On 12 February, the Environmental Protection Agency (EPA) will finalise a rule rescinding the 2009 "endangerment finding" — a decision made during the Obama administration that concluded greenhouse gases such as carbon dioxide pose a threat to public health and welfare.

The White House confirmed that President Donald Trump and EPA Administrator Lee Zeldin will formally announce the repeal at a ceremony in Washington. Press secretary Karoline Leavitt described the step as the most significant deregulatory action in US history, arguing it would eliminate what she called burdensome rules and deliver substantial cost savings.

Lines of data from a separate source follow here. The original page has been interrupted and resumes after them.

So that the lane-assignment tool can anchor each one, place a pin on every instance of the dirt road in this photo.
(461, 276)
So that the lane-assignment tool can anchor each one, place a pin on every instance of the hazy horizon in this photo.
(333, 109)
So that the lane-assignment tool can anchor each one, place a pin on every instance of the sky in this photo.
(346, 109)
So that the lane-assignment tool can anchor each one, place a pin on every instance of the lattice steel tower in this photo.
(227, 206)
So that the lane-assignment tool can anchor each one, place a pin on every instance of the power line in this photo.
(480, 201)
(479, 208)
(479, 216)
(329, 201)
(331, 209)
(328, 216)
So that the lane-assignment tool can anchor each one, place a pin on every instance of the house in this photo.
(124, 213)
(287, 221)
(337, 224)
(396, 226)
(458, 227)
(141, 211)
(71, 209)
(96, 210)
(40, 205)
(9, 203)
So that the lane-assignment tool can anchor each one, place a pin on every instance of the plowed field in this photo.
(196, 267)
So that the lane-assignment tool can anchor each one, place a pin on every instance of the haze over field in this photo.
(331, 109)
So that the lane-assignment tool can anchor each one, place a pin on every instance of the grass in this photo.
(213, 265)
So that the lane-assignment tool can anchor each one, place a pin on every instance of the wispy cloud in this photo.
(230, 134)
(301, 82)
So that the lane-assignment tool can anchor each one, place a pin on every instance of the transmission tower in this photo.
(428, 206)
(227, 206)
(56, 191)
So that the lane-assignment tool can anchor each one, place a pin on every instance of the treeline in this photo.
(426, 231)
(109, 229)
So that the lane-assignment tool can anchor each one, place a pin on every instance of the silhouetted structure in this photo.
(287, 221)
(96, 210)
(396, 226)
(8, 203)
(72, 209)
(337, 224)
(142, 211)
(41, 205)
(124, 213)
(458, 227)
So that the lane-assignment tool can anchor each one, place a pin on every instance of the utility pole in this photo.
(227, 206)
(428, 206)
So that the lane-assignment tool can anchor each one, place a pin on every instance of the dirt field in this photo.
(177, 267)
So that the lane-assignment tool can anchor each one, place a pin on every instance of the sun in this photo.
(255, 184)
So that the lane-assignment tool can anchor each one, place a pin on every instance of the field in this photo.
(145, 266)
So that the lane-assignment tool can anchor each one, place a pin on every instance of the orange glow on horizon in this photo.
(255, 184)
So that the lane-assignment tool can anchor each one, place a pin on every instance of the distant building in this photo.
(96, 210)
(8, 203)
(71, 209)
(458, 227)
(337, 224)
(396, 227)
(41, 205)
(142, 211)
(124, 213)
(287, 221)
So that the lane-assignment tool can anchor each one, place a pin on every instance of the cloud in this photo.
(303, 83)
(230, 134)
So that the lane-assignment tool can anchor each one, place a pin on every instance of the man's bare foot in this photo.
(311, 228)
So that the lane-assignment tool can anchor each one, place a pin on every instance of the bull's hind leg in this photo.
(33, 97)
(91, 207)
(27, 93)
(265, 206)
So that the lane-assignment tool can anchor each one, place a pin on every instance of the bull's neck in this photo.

According to the administration, rolling back the finding could save Americans an estimated $1.3 trillion in regulatory costs. Officials say a large portion of those savings would come from easing vehicle emissions standards, with the EPA projecting that buyers of new light-duty vehicles — including cars, SUVs and pickup trucks — could save more than $2,400 per vehicle.

The 2009 determination has served as the foundation for nearly all federal limits on greenhouse gas emissions under the Clean Air Act. It underpins regulations targeting pollution from cars, power plants and industrial facilities, and provides the legal justification for measures designed to curb climate-warming emissions linked to increasingly severe floods, heatwaves, wildfires and storms.

Environmental organisations have vowed to challenge the decision in court, calling it an unprecedented rollback of federal climate protections.

Abigail Dillen, president of the environmental law group Earthjustice, said the administration was abandoning its responsibility to protect Americans from worsening climate impacts. "The law, the science and the lived reality of climate disasters all point in the opposite direction," she said, adding that legal action would follow swiftly.

EPA spokesperson Brigit Hirsch defended the move, describing the 2009 ruling as deeply harmful and arguing that its repeal would represent a historic correction benefiting the public.

President Trump has repeatedly questioned the scientific consensus on climate change and previously directed the EPA to review the legal basis of the endangerment finding. Conservative lawmakers and industry groups have long criticised the ruling, saying it enabled sweeping regulations they consider economically damaging.

Lee Zeldin, a former Republican congressman appointed to lead the EPA, has argued that the finding allowed Democratic administrations to impose extensive environmental rules across multiple sectors of the economy. Announcing the proposed repeal last year, he said the policy had been used to justify regulations that imposed high costs on businesses and consumers.

Critics counter that dismantling the finding would increase pollution and undermine public health protections. Peter Zalzal of the Environmental Defense Fund said rescinding the rule would lead to higher long-term health costs, increased fuel consumption and preventable deaths linked to air pollution and climate-related impacts.

He and other advocates argue that the administration is focusing narrowly on industry compliance costs while ignoring the economic and societal benefits of climate regulation, including reduced healthcare expenses and avoided environmental damage.

The legal stakes are high. In 2007, the US Supreme Court ruled in Massachusetts v. EPA that greenhouse gases qualify as air pollutants under the Clean Air Act, establishing the legal pathway for federal climate regulation. Subsequent court decisions have consistently upheld the endangerment finding, including a 2023 ruling by the US Court of Appeals for the District of Columbia Circuit.

Following the EPA's proposal to repeal the finding, the National Academies of Sciences, Engineering and Medicine reviewed the scientific evidence supporting the original determination. In a report released in September, the panel concluded that the 2009 assessment remains scientifically sound and is now backed by even stronger evidence.

The report stated that uncertainties present more than a decade ago have largely been resolved and that the evidence linking human-caused greenhouse gas emissions to harm to public health and welfare is unequivocal.

With the rule's rescission imminent, legal experts expect a protracted courtroom battle that could once again place US climate policy before the nation's highest courts.